News - Ferrari - Dino
Dino discussions not on table at Ferrari – yet
Ferrari boss says “when, not if”, but local arm can’t confirm born-again Dino
30 Jul 2015
By TIM ROBSON
FERRARI chairman Sergio Marchionne reportedly has said the return of the Dino name is almost a formality, but the Australian arm seems not to have received the memo.
When asked about Dino at the launch of the 488 GTB in Sydney, Ferrari Australasia president and CEO Herbert Appleroth said he did not comment on conjecture.
“Until I have to opportunity to see it on a product plan …” he said, before adding: “We don’t talk about future models.”
Dino-branded cars were built by Ferrari between 1968 and 1976, with the name being reserved for cars with engines of fewer than 12 cylinders. Named after founder Enzo Ferrari’s son, the marque was designed not just to preserve the Ferrari name for premier models, but to compete with the likes of Porsche’s 911.
Mr Marchionne recently told UK magazine Autocar: “It is ‘when’, not ‘if’," in regards to the Dino name, adding that the car should not be considered an entry-level Ferrari.

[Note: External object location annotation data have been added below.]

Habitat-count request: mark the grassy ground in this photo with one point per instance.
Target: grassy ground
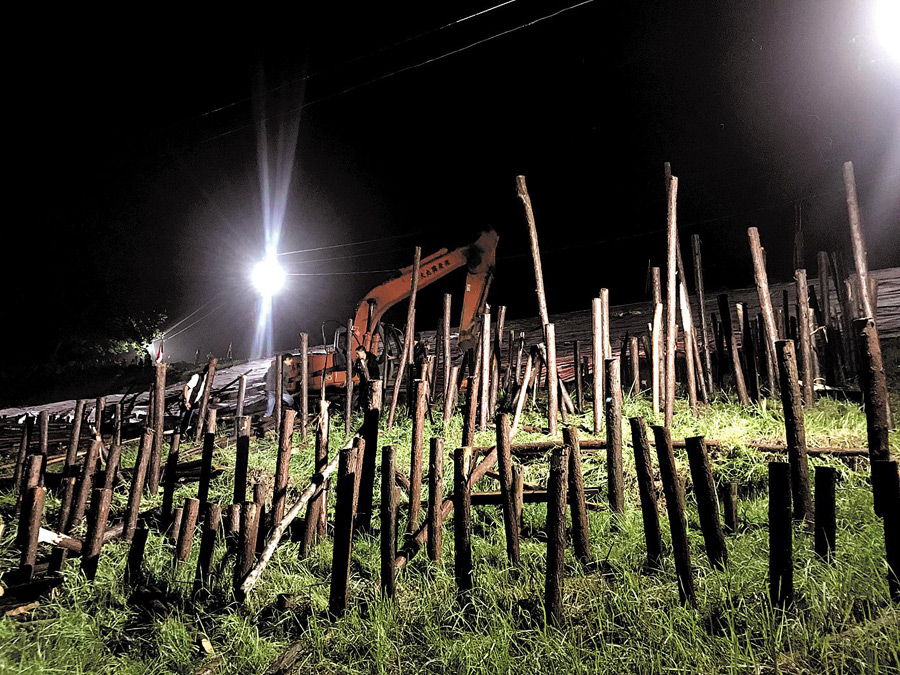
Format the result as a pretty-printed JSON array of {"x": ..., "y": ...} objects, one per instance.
[{"x": 618, "y": 618}]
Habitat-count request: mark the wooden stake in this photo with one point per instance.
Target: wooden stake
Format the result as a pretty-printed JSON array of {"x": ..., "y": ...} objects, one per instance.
[
  {"x": 671, "y": 301},
  {"x": 283, "y": 465},
  {"x": 804, "y": 337},
  {"x": 858, "y": 241},
  {"x": 781, "y": 570},
  {"x": 674, "y": 492},
  {"x": 707, "y": 501},
  {"x": 522, "y": 191},
  {"x": 504, "y": 462},
  {"x": 596, "y": 361},
  {"x": 647, "y": 491},
  {"x": 409, "y": 336},
  {"x": 304, "y": 385},
  {"x": 655, "y": 359},
  {"x": 580, "y": 523},
  {"x": 241, "y": 460},
  {"x": 85, "y": 482},
  {"x": 208, "y": 380},
  {"x": 246, "y": 546},
  {"x": 135, "y": 561},
  {"x": 211, "y": 521},
  {"x": 765, "y": 303},
  {"x": 171, "y": 475},
  {"x": 704, "y": 333},
  {"x": 209, "y": 447},
  {"x": 729, "y": 507},
  {"x": 462, "y": 520},
  {"x": 795, "y": 429},
  {"x": 32, "y": 512},
  {"x": 344, "y": 513},
  {"x": 826, "y": 521},
  {"x": 318, "y": 505},
  {"x": 557, "y": 485},
  {"x": 886, "y": 484},
  {"x": 579, "y": 377},
  {"x": 614, "y": 472},
  {"x": 159, "y": 419},
  {"x": 471, "y": 409},
  {"x": 137, "y": 484},
  {"x": 186, "y": 532},
  {"x": 552, "y": 377},
  {"x": 435, "y": 498},
  {"x": 369, "y": 461},
  {"x": 93, "y": 540},
  {"x": 388, "y": 519},
  {"x": 415, "y": 467}
]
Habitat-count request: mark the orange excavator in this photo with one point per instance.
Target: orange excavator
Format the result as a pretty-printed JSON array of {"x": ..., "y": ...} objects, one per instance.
[{"x": 328, "y": 361}]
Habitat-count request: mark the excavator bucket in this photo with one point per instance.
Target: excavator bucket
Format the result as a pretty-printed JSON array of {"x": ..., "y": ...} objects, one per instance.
[{"x": 481, "y": 257}]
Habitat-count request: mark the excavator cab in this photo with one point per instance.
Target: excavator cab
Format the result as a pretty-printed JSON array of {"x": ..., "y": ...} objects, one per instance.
[{"x": 327, "y": 363}]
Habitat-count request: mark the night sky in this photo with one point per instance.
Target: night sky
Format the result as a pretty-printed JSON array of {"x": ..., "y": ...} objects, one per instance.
[{"x": 136, "y": 153}]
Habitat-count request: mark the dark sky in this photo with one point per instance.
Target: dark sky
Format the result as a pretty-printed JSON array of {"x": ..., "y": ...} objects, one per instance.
[{"x": 135, "y": 151}]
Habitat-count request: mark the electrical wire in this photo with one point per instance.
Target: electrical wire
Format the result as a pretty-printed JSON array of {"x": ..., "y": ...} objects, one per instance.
[
  {"x": 399, "y": 71},
  {"x": 168, "y": 338},
  {"x": 362, "y": 57},
  {"x": 352, "y": 243},
  {"x": 338, "y": 274}
]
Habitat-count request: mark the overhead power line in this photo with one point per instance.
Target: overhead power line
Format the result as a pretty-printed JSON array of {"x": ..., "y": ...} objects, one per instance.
[{"x": 399, "y": 71}]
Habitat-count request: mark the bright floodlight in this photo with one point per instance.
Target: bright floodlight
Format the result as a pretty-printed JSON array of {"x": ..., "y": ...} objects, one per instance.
[
  {"x": 268, "y": 277},
  {"x": 887, "y": 23}
]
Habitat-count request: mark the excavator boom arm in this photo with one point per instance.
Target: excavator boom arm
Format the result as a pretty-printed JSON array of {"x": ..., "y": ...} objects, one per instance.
[{"x": 479, "y": 257}]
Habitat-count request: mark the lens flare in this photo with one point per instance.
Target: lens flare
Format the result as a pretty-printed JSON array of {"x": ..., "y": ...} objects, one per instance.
[
  {"x": 268, "y": 277},
  {"x": 887, "y": 23}
]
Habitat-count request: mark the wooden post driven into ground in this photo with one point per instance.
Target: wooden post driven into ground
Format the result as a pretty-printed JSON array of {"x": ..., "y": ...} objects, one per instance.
[
  {"x": 698, "y": 280},
  {"x": 435, "y": 498},
  {"x": 283, "y": 465},
  {"x": 781, "y": 570},
  {"x": 596, "y": 362},
  {"x": 304, "y": 384},
  {"x": 557, "y": 486},
  {"x": 873, "y": 383},
  {"x": 804, "y": 337},
  {"x": 765, "y": 303},
  {"x": 707, "y": 501},
  {"x": 671, "y": 299},
  {"x": 159, "y": 418},
  {"x": 504, "y": 462},
  {"x": 614, "y": 472},
  {"x": 409, "y": 336},
  {"x": 522, "y": 191},
  {"x": 462, "y": 520},
  {"x": 343, "y": 531},
  {"x": 795, "y": 429},
  {"x": 674, "y": 491},
  {"x": 858, "y": 241},
  {"x": 368, "y": 461},
  {"x": 388, "y": 519},
  {"x": 647, "y": 491},
  {"x": 208, "y": 380},
  {"x": 552, "y": 378},
  {"x": 580, "y": 526},
  {"x": 416, "y": 455}
]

A successor to the Dino would likely take on a two-door, mid-engined guise, and be powered by a cut-down 275-300kW V6 version of the 3.9-litre V8 that does duty in twin-turbo form aboard the 488 GTB.
The engine also appears in a naturally aspirated role in the $409,888 (before on-road costs) California T, Ferrari’s entry point to the brand and its best selling model of all time.
In this guise, the Dino would once again be aimed directly at Weissach’s venerable 911 range. Porsche is moving towards turbocharged flat-six engines in a bid to improve fuel economy and lower emissions, a move that might prompt Ferrari to take a similar strategy.
“The California T was an amazing addition to the stable,” said Mr Appleroth.
“People were surprised when we did that, and it’s been the most popular Ferrari of all time, and it’s been a great addition to the range.
“We look forward to any future Ferrari, whatever that may be.”